Mini review: Though strong on opinion, this was an excellent book for those interested in persuing a literary career. Genre writers might find all this a bit over their heads, or sometimes even rude, but in places Gardner actually has quite positive things to say about the potential of fantasy, science fiction, etc. He especially seemed to appreciate Asimov and Peter Beagle.
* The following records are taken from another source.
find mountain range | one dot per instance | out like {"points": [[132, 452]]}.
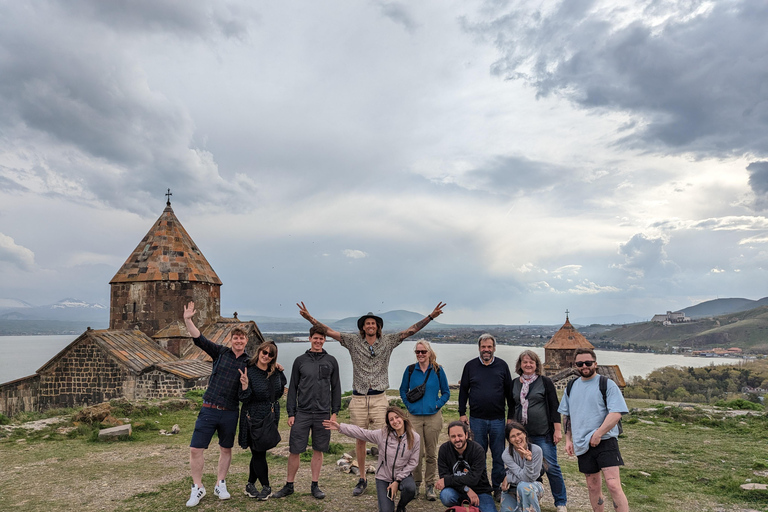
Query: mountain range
{"points": [[77, 312]]}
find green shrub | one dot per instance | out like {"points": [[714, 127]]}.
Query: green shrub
{"points": [[740, 404]]}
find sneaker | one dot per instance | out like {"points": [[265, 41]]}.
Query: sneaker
{"points": [[195, 496], [287, 490], [317, 493], [251, 491], [360, 487], [264, 494], [221, 490]]}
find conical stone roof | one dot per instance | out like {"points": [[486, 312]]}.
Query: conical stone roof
{"points": [[166, 253], [568, 338]]}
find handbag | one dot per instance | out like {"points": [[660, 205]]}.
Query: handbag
{"points": [[464, 507], [417, 393], [263, 431]]}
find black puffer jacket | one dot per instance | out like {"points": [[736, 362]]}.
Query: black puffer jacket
{"points": [[257, 399]]}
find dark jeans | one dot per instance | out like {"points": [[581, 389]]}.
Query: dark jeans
{"points": [[407, 489], [258, 468], [554, 475], [490, 434], [450, 497]]}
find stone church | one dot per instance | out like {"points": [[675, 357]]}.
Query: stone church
{"points": [[558, 358], [147, 351]]}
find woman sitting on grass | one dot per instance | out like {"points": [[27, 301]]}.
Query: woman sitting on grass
{"points": [[398, 456], [522, 461]]}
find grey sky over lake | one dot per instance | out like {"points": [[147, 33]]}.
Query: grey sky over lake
{"points": [[510, 158]]}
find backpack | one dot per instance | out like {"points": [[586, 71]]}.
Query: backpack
{"points": [[603, 389], [412, 367]]}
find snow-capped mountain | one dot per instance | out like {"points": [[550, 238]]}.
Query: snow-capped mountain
{"points": [[66, 309]]}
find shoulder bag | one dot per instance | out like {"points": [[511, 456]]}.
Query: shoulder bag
{"points": [[417, 393], [464, 507]]}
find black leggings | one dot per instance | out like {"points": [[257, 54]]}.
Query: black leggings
{"points": [[259, 468]]}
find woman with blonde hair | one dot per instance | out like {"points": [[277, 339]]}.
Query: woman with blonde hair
{"points": [[536, 406], [398, 455], [424, 410], [262, 385]]}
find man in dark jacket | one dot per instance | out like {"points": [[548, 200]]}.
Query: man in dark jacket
{"points": [[463, 471], [314, 395], [486, 384], [220, 406]]}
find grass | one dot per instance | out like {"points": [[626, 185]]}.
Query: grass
{"points": [[696, 460]]}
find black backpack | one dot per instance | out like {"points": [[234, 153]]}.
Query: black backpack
{"points": [[603, 389]]}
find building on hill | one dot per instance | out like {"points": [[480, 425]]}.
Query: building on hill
{"points": [[166, 265], [147, 351], [672, 317], [559, 357]]}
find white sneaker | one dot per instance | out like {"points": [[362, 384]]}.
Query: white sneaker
{"points": [[221, 490], [195, 496]]}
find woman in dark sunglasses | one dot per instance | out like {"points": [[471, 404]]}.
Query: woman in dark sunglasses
{"points": [[262, 385], [424, 412]]}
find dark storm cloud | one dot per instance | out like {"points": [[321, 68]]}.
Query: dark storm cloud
{"points": [[513, 175], [645, 257], [694, 77], [398, 13], [84, 113], [758, 181], [184, 18]]}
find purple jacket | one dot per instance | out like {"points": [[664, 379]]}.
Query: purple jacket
{"points": [[396, 461]]}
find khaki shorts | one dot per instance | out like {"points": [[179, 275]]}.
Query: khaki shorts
{"points": [[368, 411]]}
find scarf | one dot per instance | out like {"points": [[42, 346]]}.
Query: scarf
{"points": [[527, 381]]}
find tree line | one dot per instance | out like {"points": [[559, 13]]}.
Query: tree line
{"points": [[704, 385]]}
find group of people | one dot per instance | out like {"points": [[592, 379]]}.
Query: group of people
{"points": [[522, 413]]}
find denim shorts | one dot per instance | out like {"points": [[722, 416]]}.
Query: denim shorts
{"points": [[214, 420], [302, 424], [604, 455]]}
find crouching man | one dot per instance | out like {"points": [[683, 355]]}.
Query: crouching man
{"points": [[463, 471]]}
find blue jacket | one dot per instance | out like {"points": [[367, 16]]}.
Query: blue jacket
{"points": [[431, 402]]}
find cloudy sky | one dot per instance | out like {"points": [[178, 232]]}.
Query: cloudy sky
{"points": [[511, 158]]}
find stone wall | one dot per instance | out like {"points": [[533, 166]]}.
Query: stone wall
{"points": [[19, 395], [160, 384], [152, 305], [82, 376]]}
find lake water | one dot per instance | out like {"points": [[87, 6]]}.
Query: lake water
{"points": [[23, 355]]}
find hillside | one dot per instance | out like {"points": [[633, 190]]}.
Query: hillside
{"points": [[747, 330], [718, 307]]}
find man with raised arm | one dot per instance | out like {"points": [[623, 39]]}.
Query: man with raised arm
{"points": [[593, 414], [370, 351], [220, 409]]}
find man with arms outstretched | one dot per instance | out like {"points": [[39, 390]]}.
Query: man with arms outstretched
{"points": [[593, 432], [220, 409], [462, 467], [370, 352]]}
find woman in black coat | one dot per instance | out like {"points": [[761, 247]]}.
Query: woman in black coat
{"points": [[262, 385], [536, 406]]}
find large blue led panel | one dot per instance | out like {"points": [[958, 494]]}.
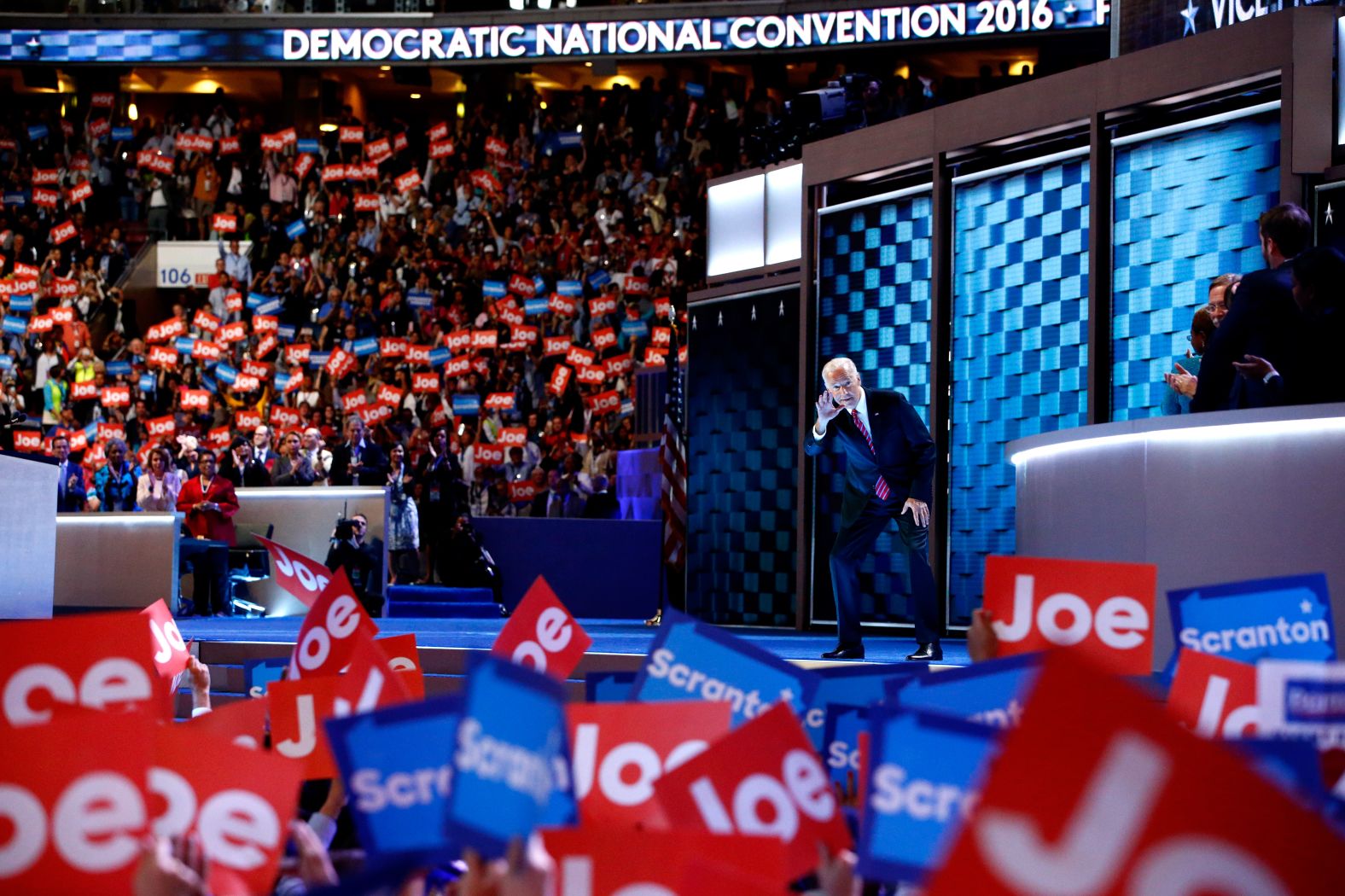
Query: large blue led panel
{"points": [[1185, 212], [873, 305], [1020, 347]]}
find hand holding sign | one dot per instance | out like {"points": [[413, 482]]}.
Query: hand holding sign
{"points": [[1134, 806]]}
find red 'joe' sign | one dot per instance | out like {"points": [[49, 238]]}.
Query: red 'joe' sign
{"points": [[1103, 609]]}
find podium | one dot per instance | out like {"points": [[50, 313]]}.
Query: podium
{"points": [[27, 534]]}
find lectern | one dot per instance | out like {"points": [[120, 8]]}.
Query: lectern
{"points": [[27, 534]]}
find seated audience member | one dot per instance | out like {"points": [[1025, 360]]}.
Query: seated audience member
{"points": [[1310, 375], [403, 521], [159, 486], [1262, 322], [1181, 384], [210, 503], [263, 451], [241, 468], [362, 559], [358, 460], [1221, 289], [558, 499], [292, 466], [55, 394], [70, 487], [317, 457], [602, 503], [116, 483]]}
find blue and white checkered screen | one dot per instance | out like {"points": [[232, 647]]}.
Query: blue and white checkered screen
{"points": [[1020, 347], [1185, 212], [742, 435], [873, 305]]}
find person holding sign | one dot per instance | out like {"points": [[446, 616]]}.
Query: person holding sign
{"points": [[889, 475]]}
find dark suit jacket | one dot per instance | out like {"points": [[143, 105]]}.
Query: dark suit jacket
{"points": [[1262, 322], [905, 452], [371, 470], [76, 497]]}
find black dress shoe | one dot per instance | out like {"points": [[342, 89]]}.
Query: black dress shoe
{"points": [[845, 653], [927, 653]]}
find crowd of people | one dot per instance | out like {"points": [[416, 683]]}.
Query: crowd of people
{"points": [[1266, 338], [457, 310]]}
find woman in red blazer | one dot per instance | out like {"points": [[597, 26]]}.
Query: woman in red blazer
{"points": [[209, 502]]}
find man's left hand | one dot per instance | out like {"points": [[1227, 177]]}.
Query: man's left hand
{"points": [[919, 511]]}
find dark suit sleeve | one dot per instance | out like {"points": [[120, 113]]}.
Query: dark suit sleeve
{"points": [[920, 445]]}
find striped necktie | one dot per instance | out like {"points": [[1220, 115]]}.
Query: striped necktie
{"points": [[882, 486]]}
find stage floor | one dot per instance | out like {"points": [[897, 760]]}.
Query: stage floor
{"points": [[609, 637]]}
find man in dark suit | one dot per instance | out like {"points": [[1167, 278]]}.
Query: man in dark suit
{"points": [[889, 475], [1262, 319], [558, 499], [358, 460], [70, 489]]}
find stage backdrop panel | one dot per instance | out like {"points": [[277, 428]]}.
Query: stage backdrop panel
{"points": [[873, 305], [1020, 347], [599, 568], [1185, 212], [742, 436]]}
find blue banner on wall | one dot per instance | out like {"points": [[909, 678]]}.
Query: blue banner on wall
{"points": [[695, 660], [1284, 618], [510, 758], [467, 405], [923, 781], [399, 774]]}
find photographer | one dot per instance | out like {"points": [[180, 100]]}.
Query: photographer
{"points": [[362, 561], [467, 564]]}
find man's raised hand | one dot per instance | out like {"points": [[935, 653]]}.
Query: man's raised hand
{"points": [[826, 408]]}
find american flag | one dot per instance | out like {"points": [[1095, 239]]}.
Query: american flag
{"points": [[672, 463]]}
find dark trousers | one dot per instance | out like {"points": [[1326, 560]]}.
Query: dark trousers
{"points": [[209, 573], [854, 543]]}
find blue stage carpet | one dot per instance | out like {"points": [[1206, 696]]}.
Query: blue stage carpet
{"points": [[609, 637]]}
Admittedly, some of this was over my head, but much of it was not and I found I appreciated it.

Thursday, April 08, 2010

No. 18 - The Life of Billy the Kid

by Pat F. Garrett

Started: April 8
Finished: April 9

Notes: Originally titled "The Authentic Life of Billy the Kid, the Noted Desperado of the Southwest" when it was published in 1882, just a year after the Kid's slaying by the gun of the author (at least according to general history ... there've been rumors the Kid escaped or that Garrett let him go), I didn't want to let this one pass me by when I ran across it in a used book store recently. I've read plenty of history about the Kid, Garrett and the Lincoln County War, but I think it'll be interesting to read this non-fiction book by the man who supposedly killed Billy the Kid.

Mini review: A short little read. Also easy to read and, despite some of the Old West slang, sounded pretty modern. It was interesting to read the story of Billy the Kid from someone who knew him personally, and who happened to be his killer. I won't hazard a guess as to whether all the facts are true as portrayed, but the gist of the tale seemed to match up with other histories of the time. Worth reading, especially if you're an Old West junkie.